Der menschliche Darm ist nicht nur ein Verdauungsorgan, sondern auch ein hochkomplexes mikrobielles Ökosystem. Das Mikrobiom schützt vor Infektionen und trainiert das Immunsystem. Dass Antibiotika dieses Gleichgewicht stören können, ist bekannt.
Doch nun zeigt eine in «Nature» veröffentlichte
Studie unter der Leitung von Prof. Dr. Lisa Maier am Interfakultären Institut für Mikrobiologie und Infektionsmedizin der Universität Tübingen: Auch viele Nicht-Antibiotika fördern gezielt das Wachstum von Krankheitserregern wie Salmonellen.

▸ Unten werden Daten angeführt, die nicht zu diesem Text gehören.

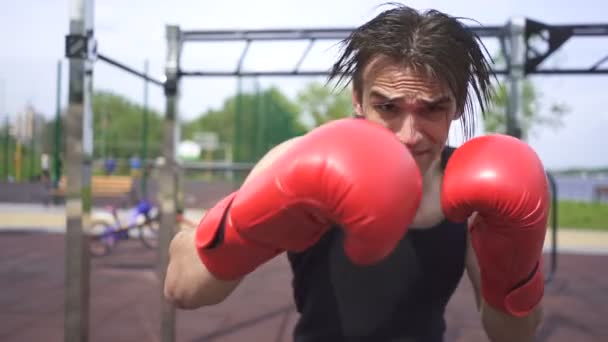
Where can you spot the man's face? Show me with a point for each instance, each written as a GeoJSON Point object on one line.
{"type": "Point", "coordinates": [418, 109]}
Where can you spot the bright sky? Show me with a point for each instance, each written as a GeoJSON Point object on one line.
{"type": "Point", "coordinates": [32, 35]}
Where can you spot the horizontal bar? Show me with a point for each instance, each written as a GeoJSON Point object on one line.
{"type": "Point", "coordinates": [290, 34]}
{"type": "Point", "coordinates": [586, 30]}
{"type": "Point", "coordinates": [216, 166]}
{"type": "Point", "coordinates": [570, 71]}
{"type": "Point", "coordinates": [129, 69]}
{"type": "Point", "coordinates": [298, 34]}
{"type": "Point", "coordinates": [254, 73]}
{"type": "Point", "coordinates": [282, 73]}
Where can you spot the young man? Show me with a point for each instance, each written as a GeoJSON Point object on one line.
{"type": "Point", "coordinates": [379, 218]}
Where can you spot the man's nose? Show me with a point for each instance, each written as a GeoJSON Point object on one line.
{"type": "Point", "coordinates": [408, 131]}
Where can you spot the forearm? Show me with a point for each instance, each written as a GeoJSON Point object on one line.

Medikamente stören Mikrobiom im Darm
Im Labor untersuchten die Forschenden 53 häufig verordnete Medikamente – darunter Allergiemittel, Antidepressiva und Hormonpräparate. Rund ein Drittel dieser Wirkstoffe förderte in synthetischen und echten menschlichen Darmgemeinschaften das Wachstum von Salmonella Typhimurium, einem Keim, der schwere Durchfallerkrankungen verursachen kann.
Gleichzeitig hemmten die Präparate nützliche Bakterienarten. «So entsteht im Mikrobiom ein Ungleichgewicht, durch das Krankheitserreger im Vorteil sind», sagt Studienleiterin Maier in einer
Medienmitteilung. Das Ergebnis sei alarmierend: Nicht nur Antibiotika, auch vermeintlich harmlose Medikamente können die mikrobielle Schutzbarriere des Darms schwächen.

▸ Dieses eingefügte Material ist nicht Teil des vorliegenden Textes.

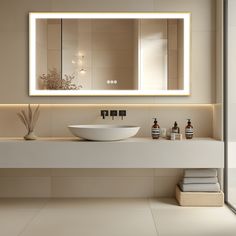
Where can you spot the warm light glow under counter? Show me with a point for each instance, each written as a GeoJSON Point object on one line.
{"type": "Point", "coordinates": [129, 153]}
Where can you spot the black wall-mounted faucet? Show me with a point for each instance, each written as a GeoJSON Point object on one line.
{"type": "Point", "coordinates": [113, 113]}
{"type": "Point", "coordinates": [104, 113]}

Tiermodell bestätigt Beobachtung
In Tierversuchen mit Mäusen bestätigte sich der Effekt: Die Gabe bestimmter Medikamente führte zu einer stärkeren Vermehrung von Salmonellen – und in der Folge zu schwereren Infektionen mit raschem Verlauf und ausgeprägten Entzündungen.
«Wer das Mikrobiom stört, öffnet Krankheitserregern Tür und Tor.» Prof. Dr. Lisa Maier, Studienleiterin.
Der Wirkmechanismus sei vielschichtig: Die Medikamente senkten die Gesamtbiomasse der Darmflora, störten die Artenvielfalt oder beseitigten jene Bakterien, die normalerweise mit den Krankheitserregern um Nährstoffe konkurrieren. Dadurch verschwänden natürliche Konkurrenten krankmachender Keime wie Salmonella, die sich dann ungehindert vermehren können.
Neue Screening-Methode in Arbeit
Um solche Effekte künftig besser einschätzen zu können, hat das Team ein neues Hochdurchsatzverfahren entwickelt. Damit lasse sich schnell und zuverlässig testen, wie Medikamente unter Standardbedingungen auf das Mikrobiom wirken. Die Forschenden fordern, dass mikrobiologische Auswirkungen schon in der Arzneimittelentwicklung berücksichtigt werden – insbesondere bei Antihistaminika, Antipsychotika, oder selektiven Östrogen-Rezeptormodulatoren und bei der Kombination mehrerer Medikamente.
«Wer das Mikrobiom stört, öffnet Krankheitserregern Tür und Tor – es ist integraler Bestandteil unserer Gesundheit und muss als solcher in der Medizin betrachtet werden», betont Maier.